The following three topics will be addressed during the workshop:

- Contact-induced changes that have occurred in the languages of the Post-Soviet
States under the declining role of Russian as a dominant language and the
growing influence of other regionally and globally dominant languages;

- Contact-induced changes and contact-induced preservation in the language
varieties spoken by communities that have immigrated from the Post-Soviet
countries since 1991 to various parts of the world.

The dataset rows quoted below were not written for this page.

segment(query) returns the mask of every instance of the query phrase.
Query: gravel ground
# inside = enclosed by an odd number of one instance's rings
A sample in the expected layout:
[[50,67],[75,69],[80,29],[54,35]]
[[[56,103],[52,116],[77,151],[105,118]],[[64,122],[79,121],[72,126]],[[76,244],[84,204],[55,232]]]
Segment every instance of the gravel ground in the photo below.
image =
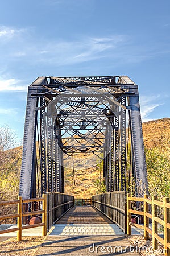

- Bimodal bilingualism and language situation in deaf communities of the
Post-Soviet States. How changing of attitudes towards deafness affects
sociolinguistic situation of users of sign languages across the former Soviet
Union. Influences of the structure of one of their languages over that of the
other language.

Invited Speakers:
- Anna Komarova (hearing) (Moscow Centre for Deaf Studies and Bilingual
Education), Development of Bilingual Education of the Deaf in Post-Soviet Countries.
- Tatiana Davidenko (Deaf) (Moscow Centre for Deaf Studies and Bilingual
Education), Sign Language Diversity in Post-Soviet Countries (translation from
the RSL into English by Anna Komarova).
- Kristina Svartholm (hearing) (Stockholm University), Bilingual Education for
the Deaf. A Swedish Experience.

Important Dates:
Abstract submission: June 16, 2008
Notification: July 7, 2008
Workshop: October 3, 2008

Organizers:
- Nino Amiridze, Utrecht University (The Netherlands)
- Anne Tamm, University of Florence (Italy) and Institute for the Estonian Language
- Manana Topadze, University of Pavia (Italy)
- Inge Zwitserlood, Radboud University Nijmegen (The Netherlands)

Publication:
If after the workshop there will be interest in publishing either a proceedings
or a special journal issue, then the organizers will take responsibility of
finding a suitable forum and will act as editors.

Submission:
Abstracts (in English, maximum 3 pages, including data and references) have to
be submitted electronically as portable document format (.pdf) or Microsoft Word
(.doc) files via the EasyChair conference management system:

http://www.easychair.org/conferences/?conf=psb08

If you do not have an EasyChair account, click on the button ''I have no
EasyChair Account'' on that page and follow the instructions. When you receive a
password, you can enter the site and upload your abstract.